No, the old iron barrel Bullets are as you describe: dry sump but having the oil tank in the crankcase. Panthers also had this arrangement The UCE bikes have a wet sump engine. Apart from the fact that it says so in the workshop manual the oil pump has no return side, so there is nothing to remove excess oil from the sump and return it to the tank that it doesn't have. One lot of oil lubricates engine, primary drive and gearbox, another characteristic of a wet sump engine. You only have to look at an exploded diagram of the engine to realise that it is wet sump, albeit a bit of an odd design.
As for warming up oil, fifty years ago I would have agreed with you. In those days only monograde oil was available. This had to be a compromise and, especially if running straight 50 in an air cooled engine, care would need to be taken to warm up the engine to get the thick oil circulating before placing load on the engine. Then came multigrade oil, designed specifically to address this issue. More recently we have part and full synthetic oils containing all sorts of additives to reduce wear and pollution. They have also increased the viscosity range. Add to this big advances in metallurgy and things like nikasil coating on bores, all things that have not only reduced the wear on engines, but also maintenance requirements. When did anybody last decoke a cylinder head as a routine task? As for VW motors in aircraft - I'm no pilot, but don't you need full throttle to take off? Sure, I'd want a properly warm engine for that too....Nobody is saying just ride off and give it full bore straight off, just that gentle use warms up the engine more effectively than just letting it tick over for minutes.
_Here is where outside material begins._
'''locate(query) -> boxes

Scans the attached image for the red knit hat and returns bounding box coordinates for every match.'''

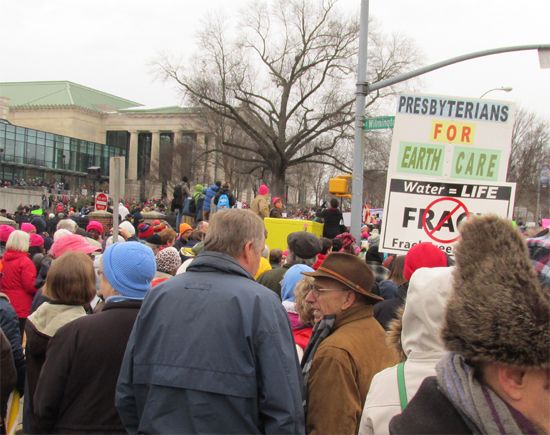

BTW you may recall I fitted the same carb conversion kit as you, around the same time. I've just removed mine. Although it fuelled nicely I have doubts about what's going on with the ignition curve. Mine started to pink a bit, having refitted the EFI it now runs much better. I believe the earlier conversion with the replacement generator and ECU is probably a better bet. IIRC your bike isn't ridden anyway, is it unless you've fixed the back brake?